由木は離婚してから学校に通い、三年前に独立してスポーツ整体院を開業したと聞いた。だから人体の本は分かるのだが、野球に関する本は何故だろう。その道は諦めたといっても、趣味の範囲で読んだりするのだろうか。
「網戸なんだけどねー」
リビングの先、ベランダから由木の声が聞こえて弥生ははっと我に返る。間もなく沈もうとする夕日のオレンジ色の光を背に浴びた由木が、自分の背丈ほどの網戸を抱えてベランダに立っていた。
「外れちゃったんだけど、直せる?」
弥生の顔に、答えるより先に笑みが広がった。中学の時の、あの野球部のエースが網戸を抱えて眉を下げ、心配そうな表情をしてこちらを見ているのだ。
「できるできる、貸して」
弥生の快諾に、由木が抱えていた網戸を窓に立て掛けようとした時だった。
「ぎゃああああああ!!!!」
由木の突然の悲鳴に弥生は身体を固くし、目を見開いてリビングの床に立ち尽くした。
「あっ、ああっ、これこれこれこれ……」
顔を歪ませて由木は声を震わせ、必死に弥生に訴える。悲鳴の割には何かが落ちてくるわけでも、破裂するわけでもないので、弥生は身体の力を緩めてベランダに歩み寄った。震える手で必死に由木が指差す先の、立て掛けた網戸を見た。
「……ヤモリ」
大きく開いた指で網戸をつかみ、長い尻尾をくねらせているヤモリがそこにいた。なーんだと小さくため息をついて由木の顔を見たが、由木は真っ青な顔をして首を小さく横に振っている。
ヤモリは家守と書く幸運の象徴であり、害虫も食べてくれるありがたい存在なのだが……由木にはそんな風には見えないだろう。

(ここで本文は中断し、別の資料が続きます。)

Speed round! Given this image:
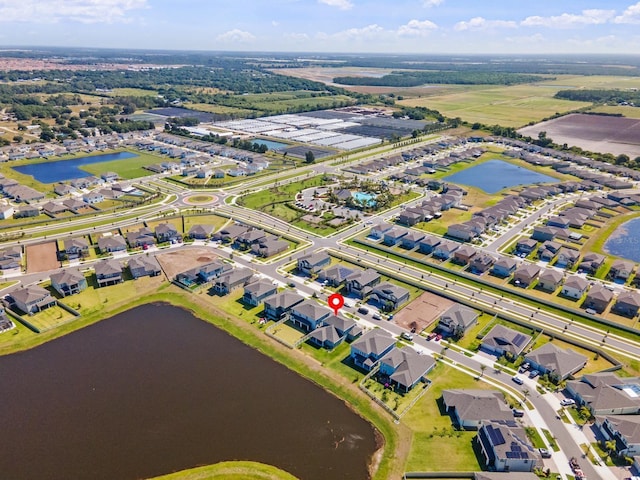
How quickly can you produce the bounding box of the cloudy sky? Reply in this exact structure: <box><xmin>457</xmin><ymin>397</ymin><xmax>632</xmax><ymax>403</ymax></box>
<box><xmin>0</xmin><ymin>0</ymin><xmax>640</xmax><ymax>53</ymax></box>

弥生は由木の腕を優しくつかみ、家の中に入るよう促す。そして由木が脱いだサンダルを履くと、そっと網戸に張りついているヤモリに近づいた。ヤモリが動きを止めたタイミングでさっと右手を伸ばし、その胴体をつかむ。
「えっ!」
弥生の行動に、由木が驚きの声を上げた。
弥生は薄緑色のヤモリが、自分につかまれて手足をバタバタさせているのを見てそっと微笑み、ベランダの手すりに置いた。ヤモリは振り返りもせず、一目散にベランダの壁を伝い、するするすると下へと降りていった。